А вот это что-то новенькое: Курт перестал принюхиваться, чуть отодвинулся, но не уходит - вопросительно смотрит на меня. Сказать что-то захотел? А Боняк потеет. Крупными каплями. Он не видит волка. Не чувствует его дыхания. Пауза. Там, за спиной что-то происходит, но что? Собираются убить меня?!

- Курт, Алу идите поиграйте.

Повисшая пауза заканчивается. Алу, у которого на лице от прежней радостной улыбки осталось лишь кривое воспоминание - он ничего не понял, но чувствует повисшее над кошмой напряжение, снова вопит с восторгом и облегчением:

- Курт! Вперёд! Кто быстрей!

Кидается бегом вниз по склону. А Курт чуть запаздывает. Перешагивая через наш дастархан, сбивая, между делом, мой кубок с квасом, проводит хвостом по затылку хана. Типа, чисто случайно. От неожиданности, от внезапного мимолётного прикосновения волчьей шерсти хан белеет. Даже сквозь весь его многолетний степной загар.

Вредный Курт! Хан же тоже человек! У него есть сердце. Которое может не выдержать. И куда я тогда? С мёртвым ханом на руках?

Я стряхиваю с кошмы пролитый квас, наливаю кубок заново. Мелкая хозяйственная суета. Чтобы дать время хану очухаться.

Качнули душу. Покачали. Напомнили: мир богаче твоих представлений о нём. Скромнее надо быть. Чтобы быть готовым к встрече с… с необычным.

Был момент… два… когда паника захлестнула хана. Он не закричал, не побежал… но самообладание дало трещину. Две маленьких трещинки. Он это понимает. И понимает, что это понимаю я.

- Страшный... зверь. Редкий. Лютый.

Голос… нет, не дрожит. Просто маленькая заминка с дыханием в середине фразы.

- Курт? Нет. Ты же видишь как Алу играет с ним. Князь-волк - могучий зверь. Сильный. Умный. Весёлый.

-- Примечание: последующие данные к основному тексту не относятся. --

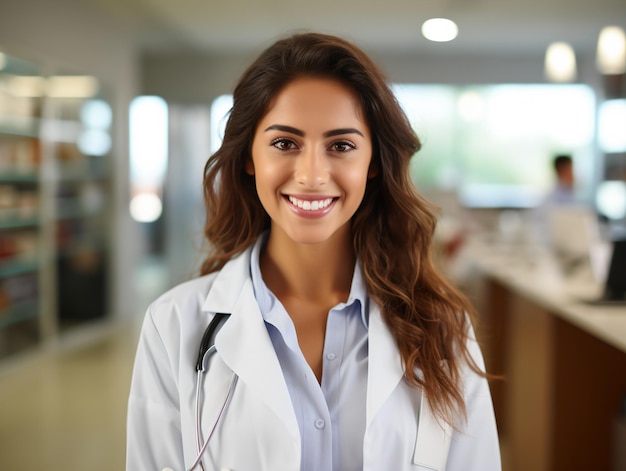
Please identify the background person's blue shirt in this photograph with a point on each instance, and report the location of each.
(331, 416)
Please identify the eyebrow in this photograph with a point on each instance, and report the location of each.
(298, 132)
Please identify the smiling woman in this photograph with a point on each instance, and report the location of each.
(344, 348)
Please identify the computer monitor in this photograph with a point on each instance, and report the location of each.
(615, 288)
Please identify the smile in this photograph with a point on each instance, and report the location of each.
(310, 205)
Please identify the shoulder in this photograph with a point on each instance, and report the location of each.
(180, 304)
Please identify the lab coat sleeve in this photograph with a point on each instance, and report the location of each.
(474, 445)
(154, 428)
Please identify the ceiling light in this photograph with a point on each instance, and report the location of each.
(72, 86)
(440, 29)
(611, 57)
(560, 63)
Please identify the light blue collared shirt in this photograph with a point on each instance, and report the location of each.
(331, 416)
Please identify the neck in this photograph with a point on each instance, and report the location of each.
(309, 272)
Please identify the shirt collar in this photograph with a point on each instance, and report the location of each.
(266, 300)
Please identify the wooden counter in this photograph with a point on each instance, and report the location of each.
(564, 362)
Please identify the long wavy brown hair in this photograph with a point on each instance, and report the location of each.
(392, 229)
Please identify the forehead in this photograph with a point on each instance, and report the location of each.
(308, 99)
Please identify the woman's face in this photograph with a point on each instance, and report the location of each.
(311, 159)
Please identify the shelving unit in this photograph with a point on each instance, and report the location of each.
(55, 220)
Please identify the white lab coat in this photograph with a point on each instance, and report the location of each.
(259, 430)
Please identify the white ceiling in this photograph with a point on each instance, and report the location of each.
(493, 26)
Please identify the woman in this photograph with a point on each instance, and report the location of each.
(344, 348)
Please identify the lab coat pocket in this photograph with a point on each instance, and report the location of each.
(433, 439)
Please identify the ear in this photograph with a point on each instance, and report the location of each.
(373, 170)
(249, 166)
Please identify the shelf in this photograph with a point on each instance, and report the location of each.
(17, 268)
(76, 212)
(21, 312)
(19, 223)
(19, 126)
(19, 178)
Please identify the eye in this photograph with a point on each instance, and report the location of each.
(284, 144)
(342, 146)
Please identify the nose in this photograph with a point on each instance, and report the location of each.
(312, 168)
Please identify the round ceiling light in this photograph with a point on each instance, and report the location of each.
(440, 29)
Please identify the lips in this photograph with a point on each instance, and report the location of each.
(310, 206)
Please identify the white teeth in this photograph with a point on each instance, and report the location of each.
(310, 205)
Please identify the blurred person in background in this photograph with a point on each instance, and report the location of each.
(343, 347)
(563, 192)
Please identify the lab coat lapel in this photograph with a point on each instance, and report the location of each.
(243, 342)
(385, 366)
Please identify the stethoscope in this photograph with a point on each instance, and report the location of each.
(207, 348)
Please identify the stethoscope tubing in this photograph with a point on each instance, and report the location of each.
(205, 352)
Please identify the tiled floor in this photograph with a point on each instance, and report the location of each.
(67, 411)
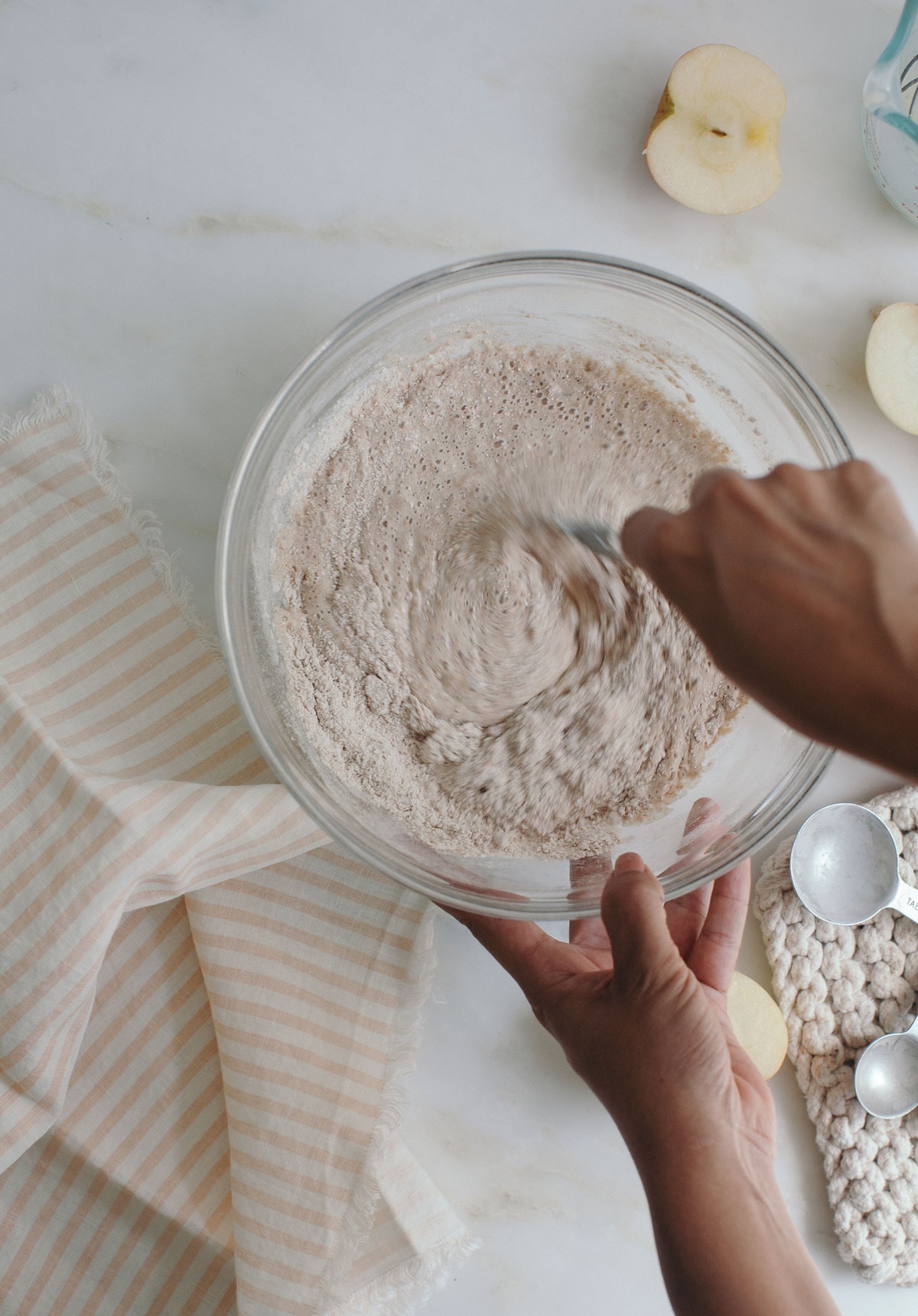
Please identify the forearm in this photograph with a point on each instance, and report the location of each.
(726, 1241)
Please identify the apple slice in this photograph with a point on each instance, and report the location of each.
(892, 363)
(757, 1023)
(715, 141)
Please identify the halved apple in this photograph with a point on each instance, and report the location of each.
(757, 1023)
(892, 363)
(715, 141)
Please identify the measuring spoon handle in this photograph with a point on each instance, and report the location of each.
(905, 901)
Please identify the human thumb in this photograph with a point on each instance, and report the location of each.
(635, 920)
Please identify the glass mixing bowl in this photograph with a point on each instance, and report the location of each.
(695, 349)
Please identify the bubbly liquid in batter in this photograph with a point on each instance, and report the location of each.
(472, 670)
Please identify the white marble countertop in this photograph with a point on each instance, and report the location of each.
(194, 193)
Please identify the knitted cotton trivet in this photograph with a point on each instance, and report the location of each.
(839, 989)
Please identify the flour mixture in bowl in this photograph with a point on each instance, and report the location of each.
(472, 670)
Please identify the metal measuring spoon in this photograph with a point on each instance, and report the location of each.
(887, 1074)
(845, 866)
(598, 538)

Добрый.

Да, хан, я не ошибся в словах, именно «добрый». Сильному нет нужды быть злым.

Виновато улыбаюсь, уточняю:

- «Зверь Лютый» здесь я.

Он вскидывает на меня глаза. Только сейчас, только по контрасту с чувствами от близкого общения с легендарным чудищем, до него доходит. С кем сегодня он разделяет дастархан. А ты думал просто длинная плешивая сопливая землеедская оглобля? - Ну, извини.


- Его убьют первым.

Я киваю на возящуюся внизу парочку. Вот, сейчас в речку свалятся. Нет, удержались.

- Ты вырастил достойного сына. Смелого, умного. Свободолюбивого. Для любого царя - нож к горлу. А уж сын мудрого Боняка из царского рода Элдари, богатый, весёлый… Его любят в Степи. Не только как твоего сына. Его имя пока не звучит громко в тени твоей славы. Но те, кто слушают - знают. У него много друзей. Для любого царя - это опасность. Убьют. Чтобы не было.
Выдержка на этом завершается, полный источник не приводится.